Considering all his appearances on culinary TV shows, you might be surprised to know that Ted Allen isn’t actually a chef. But don’t be mistaken: The Chopped host still knows a helluva lot about food.
For starters, Ted was a restaurant critic at Chicago magazine before joining Esquire magazine in 1997 and writing about food and dining for the magazine for the next two decades. And then came one of his biggest claims to fame….
Ted was the O.G. foodie on ‘Queer Eye for the Straight Guy.’
Ted became a household name in 2003 when he joined the “Fab Five” of Queer Eye for the Straight Guy, Bravo’s precursor to the Netflix reality series Queer Eye.
In fact, the James Beard Foundation Award winner is the one who got Queer Eye foodie Antoni Porowski a job on the Netflix reboot. They met at a cookbook signing in 2012, and Antoni worked as Ted’s personal assistant for three years. As of 2018, they lived across the street from one another in Brooklyn, Ted told Vanity Fair.
“He’s an excellent cook and taught me a lot,” Ted said of Antoni. “Food is his passion. … A lot of the stuff he does is what I call comfort-food bliss. … He’s a cook with a point of view, and I appreciate that.”
You won’t catch Ted competing on ‘Chopped.’
Ted opened up about his cooking chops in a 2016 Eater interview in which he mulled over the prospect of being a contestant on a food competition show.
“The thing is, I’m not a professional chef, so I’d be happy to compete against people who are kind of at my level, but it would have to be like, you know, home cooks,” he said. “The home cook edition of whatever.”
Ted also revealed that he doesn’t watch any of the other food competition shows — but only because he’s so “steeped in that life all the time” in his work. “People have asked all the time when I’m going to cook, when I am ever going to cook on Chopped,” he said. “I’m not going to.”
He doesn’t feel guilty about food.
In a 2016 Q&A with Food Network’s FN Dish, Ted said that he’s not a food snob but that he won't eat much of anything that’s not quality food. “The more time that goes by, if something isn’t good, if the cooking isn’t good, then I just take a few bites and I stop,” he said. “And if something is good, I’ll stuff my face. I don’t really eat a giant volume of food unless something’s really good.”

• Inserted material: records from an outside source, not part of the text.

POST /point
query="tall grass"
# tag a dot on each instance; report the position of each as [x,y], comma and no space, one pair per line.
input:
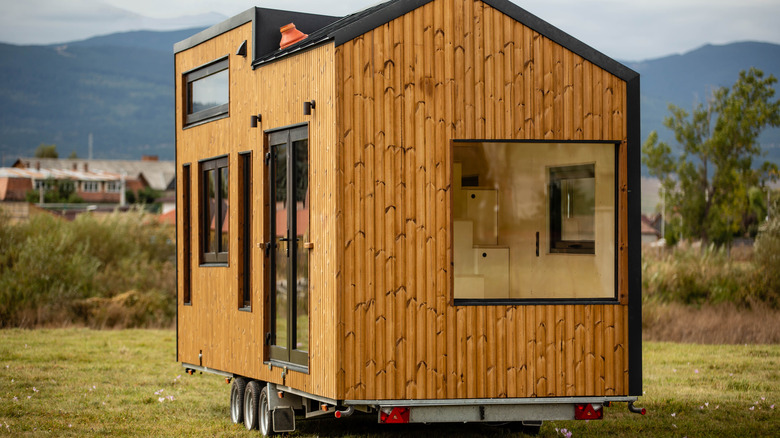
[99,271]
[710,275]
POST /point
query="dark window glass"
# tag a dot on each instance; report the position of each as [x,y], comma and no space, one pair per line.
[186,233]
[573,209]
[215,226]
[245,301]
[208,92]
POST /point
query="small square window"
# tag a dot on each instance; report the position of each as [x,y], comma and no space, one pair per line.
[207,92]
[573,209]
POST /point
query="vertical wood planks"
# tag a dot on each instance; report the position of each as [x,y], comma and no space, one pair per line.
[381,158]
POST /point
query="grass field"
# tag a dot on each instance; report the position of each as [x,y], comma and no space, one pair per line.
[79,382]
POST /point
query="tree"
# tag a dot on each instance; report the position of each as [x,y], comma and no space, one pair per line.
[709,184]
[46,151]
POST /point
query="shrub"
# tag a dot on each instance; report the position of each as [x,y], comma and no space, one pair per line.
[50,267]
[710,275]
[767,261]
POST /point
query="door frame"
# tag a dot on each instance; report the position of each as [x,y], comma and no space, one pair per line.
[276,137]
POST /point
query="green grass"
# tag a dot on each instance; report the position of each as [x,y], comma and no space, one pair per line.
[104,383]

And guilty pleasures? This former Top Chef judge has none. “This may be one of my moral failings, but I don’t feel guilty about much,” he told the site. “I don’t have much time to worry about feeling guilty.
"I’m not a giant overeater. … I had a birthday recently that produced an enormous amount of cheese in my house, and for two days … I had nothing but cheese and crackers for lunch. So good. I don’t feel guilty about food. I don’t need to."